December 29, 2011 in City

Judge appointed to Tucker recall effort

He presided on move to unseat Mayor West
By The Spokesman-Review

The same judge who approved the ballot language for the recall that unseated Spokane Mayor Jim West has been appointed to hear a similar effort to remove Spokane County Prosecutor Steve Tucker.

Superior Court Judge Craig Matheson, of the Tri-Cities, has been appointed to preside over a Jan. 6 hearing to determine whether several allegations levied against Tucker by Spokane activist Shannon Sullivan are factually and legally sufficient to proceed to a recall vote.

Matheson will also be asked to approve proposed ballot language suggested by the Washington attorney general’s office if the judge determines the recall qualifies, said Ron Miles, the Superior Court administrator.

Meanwhile, Tucker has hired Tacoma attorney Mark Hood to represent him during the recall effort. Hood successfully defended Pierce County Prosecutor Mark Lindquist against a 2010 recall attempt.

Sullivan originally filed the effort against Tucker on Dec. 7. Then on Friday, she filed a 22-page petition outlining several allegations of “malfeasance, misfeasance” and violations of his oath of office.

They include an alleged campaign promise to not prosecute public employees; failure to file charges against former Spokane firefighter Daniel Ross in a firehouse sex scandal involving a 16-year-old girl; failure to prosecute several officers involved in the March 18, 2006, fatal confrontation with Otto Zehm; and Tucker’s recent refusal to appear before a judge who wanted to know why he agreed to reduce seven violent felonies to two misdemeanors.

Hood said he is preparing a written response to the allegations levied by Sullivan, who received help from private investigator and former Riverside, Calif., police detective Ron Wright. Hood said he hopes to file that document next Wednesday.

“A recall is such an unusual process, even more unusual when the subject of the recall is a prosecutor,” Hood said.

For example, when Sullivan successfully recalled West in 2005, her petition went through Tucker’s office to get the action started in Superior Court. Since Tucker is now the target of her recall, that duty now falls to the attorney general’s office, Hood said.

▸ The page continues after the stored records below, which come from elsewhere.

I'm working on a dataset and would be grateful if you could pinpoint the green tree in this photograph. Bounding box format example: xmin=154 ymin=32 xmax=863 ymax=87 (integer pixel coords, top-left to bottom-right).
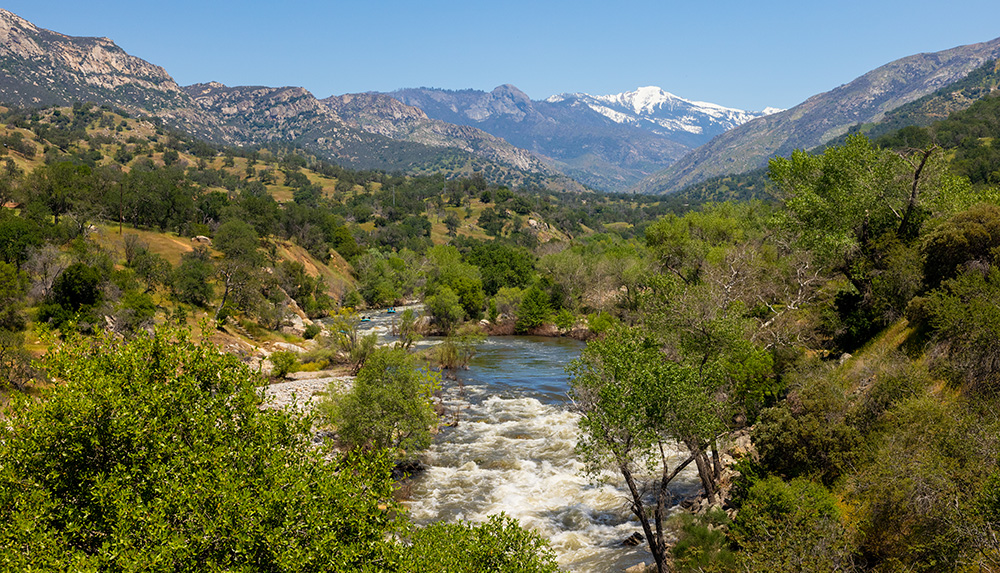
xmin=424 ymin=286 xmax=465 ymax=333
xmin=171 ymin=246 xmax=215 ymax=308
xmin=731 ymin=477 xmax=854 ymax=573
xmin=400 ymin=514 xmax=559 ymax=573
xmin=515 ymin=285 xmax=552 ymax=332
xmin=569 ymin=328 xmax=694 ymax=572
xmin=320 ymin=347 xmax=440 ymax=451
xmin=0 ymin=331 xmax=401 ymax=572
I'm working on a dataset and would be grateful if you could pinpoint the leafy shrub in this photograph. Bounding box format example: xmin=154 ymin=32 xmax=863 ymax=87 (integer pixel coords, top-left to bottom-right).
xmin=515 ymin=286 xmax=552 ymax=332
xmin=302 ymin=322 xmax=323 ymax=340
xmin=399 ymin=514 xmax=559 ymax=573
xmin=0 ymin=331 xmax=400 ymax=571
xmin=671 ymin=509 xmax=736 ymax=571
xmin=319 ymin=347 xmax=439 ymax=450
xmin=731 ymin=477 xmax=853 ymax=572
xmin=268 ymin=351 xmax=299 ymax=378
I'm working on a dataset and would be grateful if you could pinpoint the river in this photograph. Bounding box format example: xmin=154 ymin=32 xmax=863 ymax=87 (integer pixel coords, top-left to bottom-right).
xmin=407 ymin=336 xmax=697 ymax=573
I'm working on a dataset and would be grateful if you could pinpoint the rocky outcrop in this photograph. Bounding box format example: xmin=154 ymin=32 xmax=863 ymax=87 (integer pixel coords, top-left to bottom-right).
xmin=0 ymin=9 xmax=579 ymax=188
xmin=634 ymin=38 xmax=1000 ymax=193
xmin=0 ymin=9 xmax=190 ymax=111
xmin=322 ymin=93 xmax=552 ymax=174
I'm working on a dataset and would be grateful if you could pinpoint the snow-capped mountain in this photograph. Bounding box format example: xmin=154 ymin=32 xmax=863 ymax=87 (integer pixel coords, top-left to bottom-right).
xmin=546 ymin=86 xmax=781 ymax=145
xmin=389 ymin=85 xmax=762 ymax=191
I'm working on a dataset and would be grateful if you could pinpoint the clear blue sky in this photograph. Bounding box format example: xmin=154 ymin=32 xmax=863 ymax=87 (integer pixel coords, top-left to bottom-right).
xmin=2 ymin=0 xmax=1000 ymax=110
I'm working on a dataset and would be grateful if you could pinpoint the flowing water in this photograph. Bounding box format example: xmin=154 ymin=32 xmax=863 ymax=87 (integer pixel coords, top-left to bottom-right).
xmin=407 ymin=336 xmax=696 ymax=572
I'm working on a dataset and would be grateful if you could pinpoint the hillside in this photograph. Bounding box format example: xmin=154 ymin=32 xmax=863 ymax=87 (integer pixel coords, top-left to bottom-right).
xmin=389 ymin=85 xmax=728 ymax=191
xmin=633 ymin=39 xmax=1000 ymax=193
xmin=0 ymin=10 xmax=582 ymax=190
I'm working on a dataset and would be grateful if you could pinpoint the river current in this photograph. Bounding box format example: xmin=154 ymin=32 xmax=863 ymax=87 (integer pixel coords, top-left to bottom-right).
xmin=407 ymin=337 xmax=696 ymax=572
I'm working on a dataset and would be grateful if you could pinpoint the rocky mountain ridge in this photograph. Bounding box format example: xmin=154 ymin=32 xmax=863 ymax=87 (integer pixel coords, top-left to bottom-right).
xmin=388 ymin=84 xmax=760 ymax=191
xmin=0 ymin=9 xmax=568 ymax=189
xmin=633 ymin=38 xmax=1000 ymax=193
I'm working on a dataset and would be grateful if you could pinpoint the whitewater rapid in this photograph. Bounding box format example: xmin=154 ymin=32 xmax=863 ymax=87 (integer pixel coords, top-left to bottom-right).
xmin=407 ymin=339 xmax=696 ymax=572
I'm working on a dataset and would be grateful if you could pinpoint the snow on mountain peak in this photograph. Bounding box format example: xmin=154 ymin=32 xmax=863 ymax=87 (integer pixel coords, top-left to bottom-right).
xmin=546 ymin=86 xmax=781 ymax=142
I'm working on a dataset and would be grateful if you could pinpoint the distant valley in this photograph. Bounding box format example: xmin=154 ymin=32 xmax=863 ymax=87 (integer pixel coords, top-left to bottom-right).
xmin=0 ymin=6 xmax=1000 ymax=194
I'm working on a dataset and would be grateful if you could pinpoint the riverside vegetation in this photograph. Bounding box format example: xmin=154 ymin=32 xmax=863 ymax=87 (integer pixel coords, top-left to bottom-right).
xmin=0 ymin=97 xmax=1000 ymax=571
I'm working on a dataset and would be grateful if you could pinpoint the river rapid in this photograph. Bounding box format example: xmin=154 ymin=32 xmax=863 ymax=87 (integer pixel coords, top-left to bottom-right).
xmin=407 ymin=336 xmax=697 ymax=572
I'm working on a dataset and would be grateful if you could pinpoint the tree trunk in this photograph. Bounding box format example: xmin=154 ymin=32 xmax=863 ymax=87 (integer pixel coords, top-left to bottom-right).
xmin=619 ymin=465 xmax=666 ymax=573
xmin=684 ymin=440 xmax=715 ymax=504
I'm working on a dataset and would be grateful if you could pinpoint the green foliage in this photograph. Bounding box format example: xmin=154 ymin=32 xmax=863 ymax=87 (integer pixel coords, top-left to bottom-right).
xmin=731 ymin=477 xmax=853 ymax=572
xmin=555 ymin=308 xmax=576 ymax=330
xmin=424 ymin=286 xmax=465 ymax=333
xmin=670 ymin=509 xmax=736 ymax=572
xmin=324 ymin=310 xmax=378 ymax=374
xmin=171 ymin=246 xmax=215 ymax=308
xmin=515 ymin=285 xmax=552 ymax=333
xmin=0 ymin=331 xmax=406 ymax=571
xmin=920 ymin=266 xmax=1000 ymax=395
xmin=465 ymin=241 xmax=535 ymax=296
xmin=302 ymin=322 xmax=323 ymax=340
xmin=399 ymin=514 xmax=559 ymax=573
xmin=433 ymin=325 xmax=486 ymax=370
xmin=0 ymin=262 xmax=28 ymax=331
xmin=921 ymin=204 xmax=1000 ymax=289
xmin=38 ymin=263 xmax=103 ymax=330
xmin=753 ymin=375 xmax=861 ymax=485
xmin=848 ymin=394 xmax=998 ymax=571
xmin=320 ymin=347 xmax=440 ymax=451
xmin=268 ymin=351 xmax=299 ymax=378
xmin=0 ymin=328 xmax=35 ymax=390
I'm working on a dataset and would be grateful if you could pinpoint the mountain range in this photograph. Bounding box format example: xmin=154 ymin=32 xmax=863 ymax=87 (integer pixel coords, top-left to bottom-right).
xmin=0 ymin=9 xmax=1000 ymax=193
xmin=634 ymin=38 xmax=1000 ymax=193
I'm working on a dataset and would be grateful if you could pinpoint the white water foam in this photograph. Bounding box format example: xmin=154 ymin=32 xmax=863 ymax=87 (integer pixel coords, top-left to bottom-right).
xmin=408 ymin=387 xmax=694 ymax=572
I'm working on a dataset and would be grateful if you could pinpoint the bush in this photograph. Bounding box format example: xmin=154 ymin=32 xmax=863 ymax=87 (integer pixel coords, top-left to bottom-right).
xmin=302 ymin=322 xmax=323 ymax=340
xmin=514 ymin=286 xmax=552 ymax=333
xmin=731 ymin=477 xmax=853 ymax=572
xmin=399 ymin=514 xmax=559 ymax=573
xmin=671 ymin=509 xmax=736 ymax=571
xmin=0 ymin=331 xmax=400 ymax=571
xmin=319 ymin=347 xmax=439 ymax=450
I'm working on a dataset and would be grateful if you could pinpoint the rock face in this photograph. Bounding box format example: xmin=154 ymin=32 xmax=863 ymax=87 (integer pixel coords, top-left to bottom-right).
xmin=0 ymin=9 xmax=190 ymax=110
xmin=389 ymin=85 xmax=690 ymax=190
xmin=634 ymin=38 xmax=1000 ymax=193
xmin=0 ymin=9 xmax=579 ymax=188
xmin=322 ymin=93 xmax=554 ymax=175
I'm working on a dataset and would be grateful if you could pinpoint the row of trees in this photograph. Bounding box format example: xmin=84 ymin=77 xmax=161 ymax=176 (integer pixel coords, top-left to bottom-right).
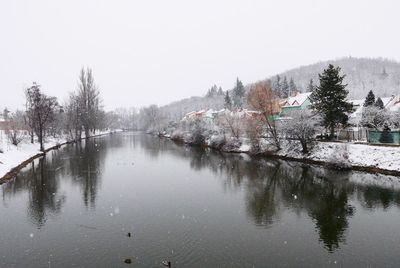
xmin=272 ymin=75 xmax=297 ymax=98
xmin=6 ymin=68 xmax=108 ymax=151
xmin=156 ymin=65 xmax=353 ymax=153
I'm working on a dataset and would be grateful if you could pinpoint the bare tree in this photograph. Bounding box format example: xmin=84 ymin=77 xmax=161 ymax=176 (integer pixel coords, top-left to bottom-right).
xmin=246 ymin=117 xmax=263 ymax=153
xmin=282 ymin=109 xmax=321 ymax=154
xmin=140 ymin=104 xmax=166 ymax=134
xmin=77 ymin=68 xmax=101 ymax=137
xmin=247 ymin=83 xmax=281 ymax=150
xmin=6 ymin=110 xmax=25 ymax=146
xmin=360 ymin=106 xmax=392 ymax=129
xmin=25 ymin=83 xmax=58 ymax=151
xmin=218 ymin=110 xmax=244 ymax=139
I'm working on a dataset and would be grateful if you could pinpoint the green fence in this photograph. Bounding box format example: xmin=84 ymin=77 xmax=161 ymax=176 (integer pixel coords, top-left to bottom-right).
xmin=368 ymin=130 xmax=400 ymax=144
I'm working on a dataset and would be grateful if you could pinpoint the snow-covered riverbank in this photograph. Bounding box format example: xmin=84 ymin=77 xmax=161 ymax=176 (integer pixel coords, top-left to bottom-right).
xmin=158 ymin=132 xmax=400 ymax=176
xmin=0 ymin=130 xmax=120 ymax=181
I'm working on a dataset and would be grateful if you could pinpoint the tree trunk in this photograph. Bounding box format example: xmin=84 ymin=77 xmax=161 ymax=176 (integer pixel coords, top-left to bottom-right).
xmin=329 ymin=125 xmax=335 ymax=140
xmin=38 ymin=128 xmax=44 ymax=152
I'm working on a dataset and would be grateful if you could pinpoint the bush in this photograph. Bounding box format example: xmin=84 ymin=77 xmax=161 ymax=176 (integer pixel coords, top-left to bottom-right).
xmin=171 ymin=129 xmax=184 ymax=141
xmin=209 ymin=134 xmax=226 ymax=149
xmin=222 ymin=137 xmax=242 ymax=152
xmin=327 ymin=144 xmax=351 ymax=169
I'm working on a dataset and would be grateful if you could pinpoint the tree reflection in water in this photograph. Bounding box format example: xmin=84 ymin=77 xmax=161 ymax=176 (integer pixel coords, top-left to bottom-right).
xmin=140 ymin=139 xmax=400 ymax=252
xmin=3 ymin=152 xmax=66 ymax=228
xmin=2 ymin=135 xmax=400 ymax=252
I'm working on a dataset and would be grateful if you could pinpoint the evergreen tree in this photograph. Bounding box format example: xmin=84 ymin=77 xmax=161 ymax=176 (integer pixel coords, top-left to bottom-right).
xmin=311 ymin=64 xmax=353 ymax=139
xmin=306 ymin=78 xmax=315 ymax=92
xmin=218 ymin=87 xmax=224 ymax=96
xmin=289 ymin=78 xmax=297 ymax=95
xmin=379 ymin=125 xmax=393 ymax=143
xmin=272 ymin=75 xmax=282 ymax=97
xmin=381 ymin=67 xmax=388 ymax=79
xmin=364 ymin=90 xmax=375 ymax=107
xmin=375 ymin=97 xmax=385 ymax=110
xmin=224 ymin=90 xmax=232 ymax=110
xmin=281 ymin=76 xmax=289 ymax=98
xmin=232 ymin=78 xmax=246 ymax=108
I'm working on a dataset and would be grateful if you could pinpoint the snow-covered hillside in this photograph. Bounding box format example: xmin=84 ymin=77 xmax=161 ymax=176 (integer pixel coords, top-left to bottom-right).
xmin=269 ymin=57 xmax=400 ymax=98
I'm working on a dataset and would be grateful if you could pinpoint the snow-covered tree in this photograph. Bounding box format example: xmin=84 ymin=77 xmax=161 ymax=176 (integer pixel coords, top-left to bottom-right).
xmin=280 ymin=76 xmax=289 ymax=98
xmin=360 ymin=106 xmax=391 ymax=129
xmin=306 ymin=78 xmax=315 ymax=92
xmin=25 ymin=83 xmax=58 ymax=151
xmin=224 ymin=90 xmax=232 ymax=110
xmin=282 ymin=109 xmax=320 ymax=154
xmin=232 ymin=78 xmax=246 ymax=108
xmin=375 ymin=97 xmax=385 ymax=109
xmin=364 ymin=90 xmax=375 ymax=107
xmin=247 ymin=83 xmax=281 ymax=150
xmin=77 ymin=68 xmax=104 ymax=137
xmin=311 ymin=64 xmax=353 ymax=139
xmin=6 ymin=110 xmax=26 ymax=145
xmin=289 ymin=78 xmax=297 ymax=94
xmin=272 ymin=75 xmax=282 ymax=97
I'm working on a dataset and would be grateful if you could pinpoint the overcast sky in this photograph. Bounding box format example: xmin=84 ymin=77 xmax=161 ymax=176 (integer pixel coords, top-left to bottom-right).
xmin=0 ymin=0 xmax=400 ymax=109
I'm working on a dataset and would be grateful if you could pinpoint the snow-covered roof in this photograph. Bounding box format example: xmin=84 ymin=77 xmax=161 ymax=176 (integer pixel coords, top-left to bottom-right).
xmin=283 ymin=92 xmax=311 ymax=107
xmin=349 ymin=99 xmax=365 ymax=106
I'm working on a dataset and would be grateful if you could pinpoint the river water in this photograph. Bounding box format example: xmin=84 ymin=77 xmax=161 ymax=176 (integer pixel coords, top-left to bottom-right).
xmin=0 ymin=132 xmax=400 ymax=267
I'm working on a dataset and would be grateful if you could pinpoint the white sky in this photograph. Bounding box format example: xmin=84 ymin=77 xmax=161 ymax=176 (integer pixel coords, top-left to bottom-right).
xmin=0 ymin=0 xmax=400 ymax=109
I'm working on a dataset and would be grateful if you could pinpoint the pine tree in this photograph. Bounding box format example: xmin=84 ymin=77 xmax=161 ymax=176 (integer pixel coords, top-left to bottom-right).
xmin=379 ymin=125 xmax=393 ymax=143
xmin=381 ymin=67 xmax=388 ymax=79
xmin=306 ymin=78 xmax=315 ymax=92
xmin=289 ymin=78 xmax=297 ymax=94
xmin=364 ymin=90 xmax=375 ymax=107
xmin=281 ymin=76 xmax=289 ymax=98
xmin=375 ymin=97 xmax=385 ymax=110
xmin=311 ymin=64 xmax=353 ymax=139
xmin=232 ymin=78 xmax=246 ymax=108
xmin=224 ymin=90 xmax=232 ymax=110
xmin=272 ymin=75 xmax=282 ymax=97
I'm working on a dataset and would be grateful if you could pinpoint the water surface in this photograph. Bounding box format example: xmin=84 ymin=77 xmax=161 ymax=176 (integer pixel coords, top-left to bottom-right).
xmin=0 ymin=132 xmax=400 ymax=267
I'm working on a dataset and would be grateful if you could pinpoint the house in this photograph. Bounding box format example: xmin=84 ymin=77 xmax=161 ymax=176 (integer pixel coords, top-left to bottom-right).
xmin=280 ymin=92 xmax=311 ymax=116
xmin=349 ymin=95 xmax=400 ymax=126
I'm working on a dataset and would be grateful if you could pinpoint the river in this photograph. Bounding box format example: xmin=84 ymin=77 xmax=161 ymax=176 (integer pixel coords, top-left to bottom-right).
xmin=0 ymin=132 xmax=400 ymax=267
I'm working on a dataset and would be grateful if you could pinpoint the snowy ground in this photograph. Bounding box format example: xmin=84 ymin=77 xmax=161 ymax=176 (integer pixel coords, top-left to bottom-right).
xmin=0 ymin=130 xmax=119 ymax=178
xmin=279 ymin=142 xmax=400 ymax=171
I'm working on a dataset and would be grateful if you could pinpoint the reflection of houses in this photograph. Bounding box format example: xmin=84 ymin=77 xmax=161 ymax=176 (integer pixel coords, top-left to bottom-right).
xmin=280 ymin=92 xmax=311 ymax=115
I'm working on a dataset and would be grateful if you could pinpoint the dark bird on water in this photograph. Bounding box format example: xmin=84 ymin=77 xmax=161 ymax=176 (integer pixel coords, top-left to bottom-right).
xmin=161 ymin=261 xmax=171 ymax=268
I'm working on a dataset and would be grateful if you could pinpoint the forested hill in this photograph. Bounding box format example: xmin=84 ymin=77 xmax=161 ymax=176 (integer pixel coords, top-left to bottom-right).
xmin=161 ymin=57 xmax=400 ymax=120
xmin=267 ymin=57 xmax=400 ymax=98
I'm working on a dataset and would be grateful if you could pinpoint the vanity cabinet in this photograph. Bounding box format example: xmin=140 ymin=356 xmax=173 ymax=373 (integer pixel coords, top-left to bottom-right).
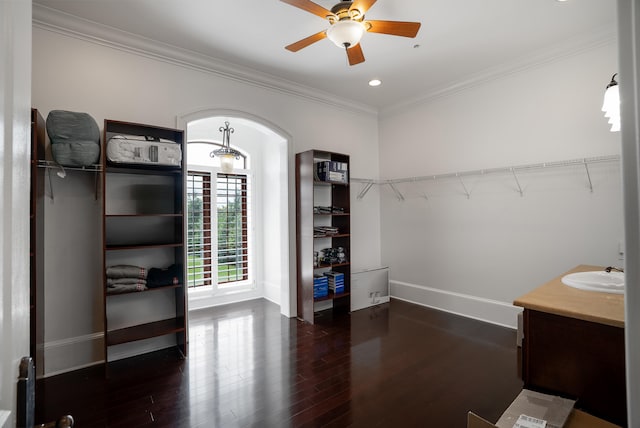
xmin=514 ymin=265 xmax=626 ymax=426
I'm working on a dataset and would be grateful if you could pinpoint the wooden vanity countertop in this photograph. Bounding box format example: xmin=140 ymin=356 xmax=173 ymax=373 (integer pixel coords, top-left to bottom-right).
xmin=513 ymin=265 xmax=624 ymax=328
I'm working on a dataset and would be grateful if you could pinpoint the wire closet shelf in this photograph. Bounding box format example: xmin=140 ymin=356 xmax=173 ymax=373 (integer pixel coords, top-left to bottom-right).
xmin=351 ymin=155 xmax=620 ymax=201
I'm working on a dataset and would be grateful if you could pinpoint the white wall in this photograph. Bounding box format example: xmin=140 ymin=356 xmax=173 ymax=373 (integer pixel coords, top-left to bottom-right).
xmin=0 ymin=1 xmax=31 ymax=427
xmin=618 ymin=0 xmax=640 ymax=427
xmin=32 ymin=27 xmax=380 ymax=375
xmin=380 ymin=42 xmax=623 ymax=326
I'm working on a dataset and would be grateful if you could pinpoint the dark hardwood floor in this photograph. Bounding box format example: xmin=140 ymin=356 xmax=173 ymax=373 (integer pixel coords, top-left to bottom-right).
xmin=36 ymin=300 xmax=522 ymax=428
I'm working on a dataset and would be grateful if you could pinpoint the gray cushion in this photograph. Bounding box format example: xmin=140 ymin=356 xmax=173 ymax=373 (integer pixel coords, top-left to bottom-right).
xmin=51 ymin=140 xmax=100 ymax=166
xmin=47 ymin=110 xmax=100 ymax=166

Asked if Tucker personally hired Hood or if he was retained by the county, Hood said he technically works for Tucker.

“I represent Steve in his individual capacity. But under the statute, the county is authorized to pay for fees incurred in defending a recall action,” he said.

But it’s unclear whether the county must pay the fee for Tucker, who makes about $145,000 a year. “The statute makes it a very strong case that they are obligated to pay the fees, but there are differing opinions,” Hood said.

Efforts to reach Tucker late Wednesday were unsuccessful.